8. Security or permission risk: Security or permission risk requires verification

  • Severity: medium
  • Finding: no_demo
  • User impact: May increase setup, validation, or first-run risk for the user.
  • Recommended check: Reproduce the official install and quickstart path in an isolated environment.
  • Evidence: downstream_validation.risk_items | https://github.com/ragapp/ragapp

9. Security or permission risk: Security or permission risk requires verification

  • Severity: medium
  • Finding: no_demo
  • User impact: May increase setup, validation, or first-run risk for the user.
  • Recommended check: Reproduce the official install and quickstart path in an isolated environment.
  • Evidence: risks.scoring_risks | https://github.com/ragapp/ragapp

10. Security or permission risk: Security or permission risk requires verification

  • Severity: medium
  • Finding: Project evidence flags a security or permission risk. Review the linked source before relying on this workflow.
  • User impact: May increase setup, validation, or first-run risk for the user.
  • Recommended check: Reproduce the official install and quickstart path in an isolated environment.
  • Evidence: community_evidence:github | https://github.com/ragapp/ragapp/issues/282

11. Security or permission risk: Security or permission risk requires verification

  • Severity: medium
  • Finding: Project evidence flags a security or permission risk.
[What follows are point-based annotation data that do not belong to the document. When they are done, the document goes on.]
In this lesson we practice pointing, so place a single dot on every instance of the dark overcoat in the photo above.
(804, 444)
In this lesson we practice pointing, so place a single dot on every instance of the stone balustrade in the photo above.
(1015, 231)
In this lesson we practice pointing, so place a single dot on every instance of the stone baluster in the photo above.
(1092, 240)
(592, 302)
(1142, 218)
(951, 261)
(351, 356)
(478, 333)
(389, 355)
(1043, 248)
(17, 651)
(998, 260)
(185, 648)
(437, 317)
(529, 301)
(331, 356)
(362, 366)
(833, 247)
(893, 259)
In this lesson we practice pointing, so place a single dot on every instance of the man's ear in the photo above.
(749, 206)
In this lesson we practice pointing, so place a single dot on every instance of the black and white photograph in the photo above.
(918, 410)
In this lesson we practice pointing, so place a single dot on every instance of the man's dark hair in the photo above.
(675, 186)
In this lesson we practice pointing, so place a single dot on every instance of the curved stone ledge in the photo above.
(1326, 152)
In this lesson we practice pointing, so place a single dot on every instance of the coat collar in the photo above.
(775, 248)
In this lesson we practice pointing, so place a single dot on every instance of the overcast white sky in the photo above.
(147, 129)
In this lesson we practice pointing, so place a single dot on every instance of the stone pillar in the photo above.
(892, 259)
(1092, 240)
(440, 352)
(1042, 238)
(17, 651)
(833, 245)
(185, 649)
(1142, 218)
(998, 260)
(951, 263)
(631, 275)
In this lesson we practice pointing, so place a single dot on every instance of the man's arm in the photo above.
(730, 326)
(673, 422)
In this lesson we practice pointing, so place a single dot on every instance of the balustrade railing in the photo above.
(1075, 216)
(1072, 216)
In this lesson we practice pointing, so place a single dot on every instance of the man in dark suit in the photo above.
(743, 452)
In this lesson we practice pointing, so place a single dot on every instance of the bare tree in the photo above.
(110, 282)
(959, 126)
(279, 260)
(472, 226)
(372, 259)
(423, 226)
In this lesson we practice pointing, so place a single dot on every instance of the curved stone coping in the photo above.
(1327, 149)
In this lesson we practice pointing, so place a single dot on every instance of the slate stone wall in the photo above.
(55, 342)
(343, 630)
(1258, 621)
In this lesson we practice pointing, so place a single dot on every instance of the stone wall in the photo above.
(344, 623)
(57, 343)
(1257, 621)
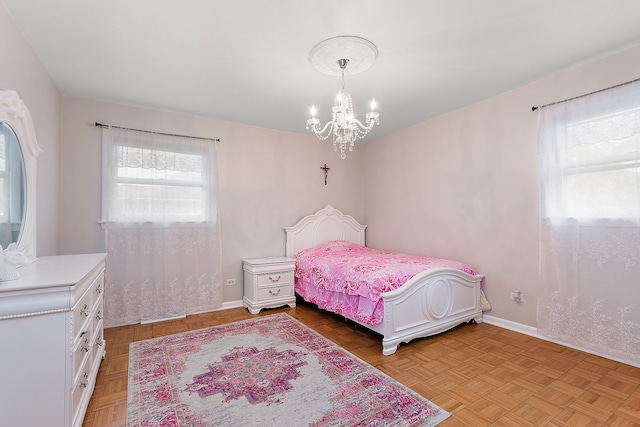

Review the linked source before relying on this workflow.
  • User impact: May increase setup, validation, or first-run risk for the user.
  • Recommended check: Reproduce the official install and quickstart path in an isolated environment.
  • Evidence: community_evidence:github | https://github.com/ragapp/ragapp/issues/293

12. Maintenance risk: Maintenance risk requires verification

  • Severity: low
  • Finding: issue_or_pr_quality=unknown。
  • User impact: May increase setup, validation, or first-run risk for the user.
  • Recommended check: Reproduce the official install and quickstart path in an isolated environment.
  • Evidence: evidence.maintainer_signals | https://github.com/ragapp/ragapp

Source: Doramagic discovery, validation, and Project Pack records

Community Discussion Evidence

These external discussion links are review inputs, not standalone proof that the project is production-ready.

Sources 12

Count of project-level external discussion links exposed on this manual page.

Use Review before install

Open the linked issues or discussions before treating the pack as ready for your environment.

Community Discussion Evidence

Doramagic exposes project-level community discussion separately from official documentation. Review these links before using ragapp with real data or production workflows.